Frederick was still a minor when his mother (1872) and then his father (1880) died, after which his uncle, his father's brother, was appointed as legal guardian. He must have decided to emigrate to Australia as he arrived in New South Wales in about 1890 and become a farmer, although there is no evidence as to the type of farm or what he did there. Aged 34, in August 1896 he married spinster Elizabeth Mary Bowser at the Church of St Luke in Liverpool, a suburb of Sydney. She was born in Dunedin, New Zealand about 1864 and was a tailoress.
What he made of his life in Australia isn't known but they probably weren't very well off. By 1920 the farming life was a thing of the past and he had become a "labourer" and "boiler maker's laborer".
What was remarkable is that his widow, Elizabeth, took his employers to court and the Commonwealth admitted liability under the Workmen's Compensation Act.

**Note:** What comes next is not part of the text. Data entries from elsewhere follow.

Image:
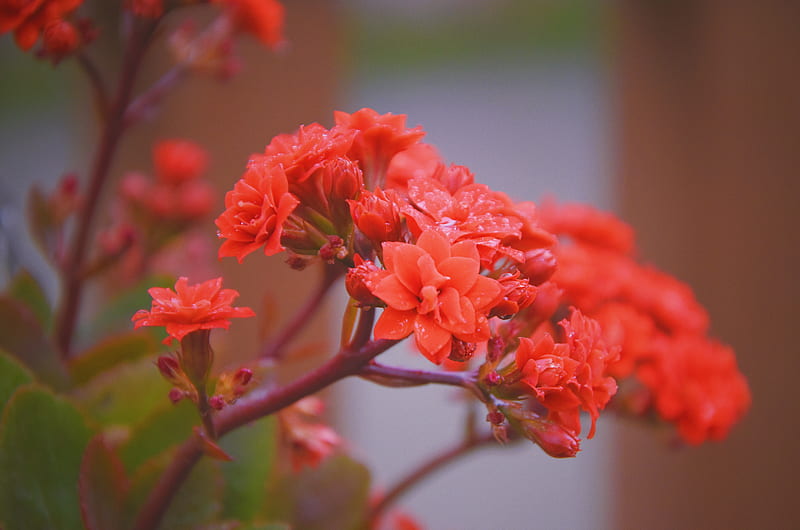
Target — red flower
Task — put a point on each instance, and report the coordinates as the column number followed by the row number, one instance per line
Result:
column 307, row 150
column 146, row 8
column 571, row 376
column 264, row 19
column 588, row 225
column 256, row 209
column 380, row 137
column 434, row 290
column 697, row 385
column 500, row 228
column 377, row 215
column 29, row 19
column 190, row 308
column 418, row 161
column 178, row 160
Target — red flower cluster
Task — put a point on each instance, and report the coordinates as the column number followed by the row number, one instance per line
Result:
column 177, row 195
column 690, row 379
column 263, row 19
column 458, row 264
column 434, row 290
column 31, row 19
column 569, row 376
column 191, row 308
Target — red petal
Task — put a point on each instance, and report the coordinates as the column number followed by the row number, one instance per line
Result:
column 395, row 294
column 432, row 339
column 394, row 324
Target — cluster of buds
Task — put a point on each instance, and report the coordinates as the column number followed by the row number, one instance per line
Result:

In February 1921 she was awarded compensation of £500 which is equivalent to about £17,500 in today's terms using the RPI.
Sadly Elizabeth died just over a year later in June 1922 aged 58.
This is a UNESCO World Heritage site in Sydney Harbour, New South Wales.
Between 1839 and 1869 Cockatoo Island operated as a convict penal establishment, primarily as a place of secondary punishment for convicts who had re-offended in the colonies.
Shipbuilding began on Cockatoo Island in 1870. In 1913, Cockatoo Island was transferred to the Commonwealth Government to become the Naval Dockyard of the Royal Australian Navy. Over a period of several years prior to the First World War five slipways were either upgraded or constructed in the island. The torpedo boat destroyer HMAS Warrego was the first naval ship launched at Cockatoo Island, after being built in the United Kingdom, disassembled, then sent to the Australian shipyard for reassembly. During World War I, the dockyard built, repaired and refitted many ships. At its peak during the war, some 4,000 men were employed on the island.